Man Group Plc, the world’s largest listed hedge-fund manager, fell the most in almost three years after Citigroup Inc. cut its recommendation to sell from buy.

"Performance-fee generation looks challenged," analyst Haley Tam said in a note on Friday, cutting the firm’s pretax profit forecast by 35 percent to $235 million. Citigroup also reduced the price target to 120 pence from 182 pence.

The shares dropped as much as 9.3 percent in London, making Man Group Friday’s worst performer in the STOXX Europe 600 index. That was the stock’s biggest decline since June 2013. The shares traded at 129.5 pence as of 12:05 p.m.

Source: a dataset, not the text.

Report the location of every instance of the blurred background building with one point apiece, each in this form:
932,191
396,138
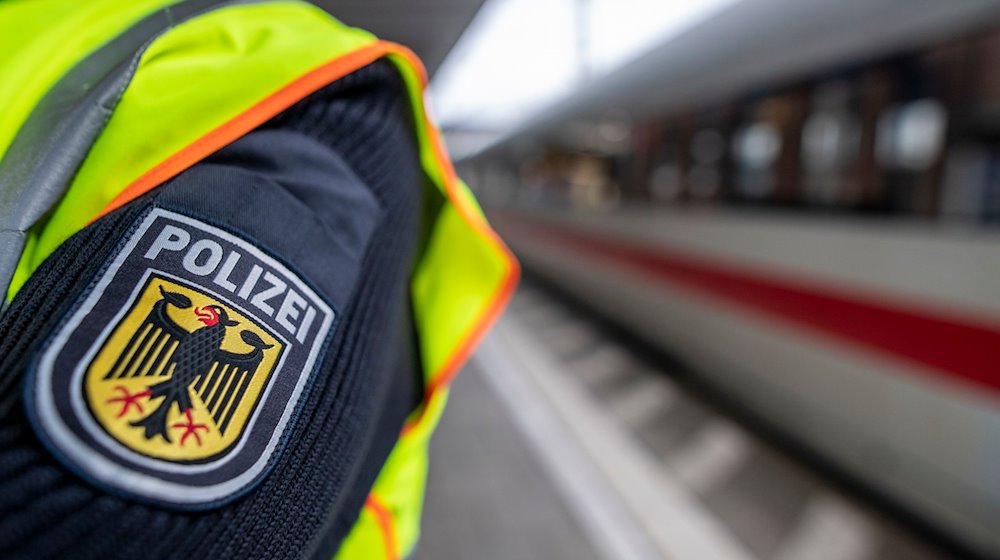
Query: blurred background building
762,309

Citigroup highlighted performance losses at Man Group’s computer-driven AHL unit this year. It said an acquisition would be "the best solution to the fundamentally subdued" assets and earnings-growth outlook, but the chance of one this year is unlikely. The hedge fund has $480 million of surplus capital.

The GLG unit, which uses fundamental analysis, will make very little contribution to performance fees, Tam wrote. “There has been significant investment in acquiring investment talent and FUM at GLG,” according to the note. “This has so far apparently been unsuccessful in repairing performance or flow momentum.”

Man Group’s 2015 profit fell 17 percent as performance-fees and margins dropped. Last month it reported net inflows of $500 million in the first quarter as its computer-driven funds attracted investors. A spokeswoman for the company declined to comment on the Citigroup report.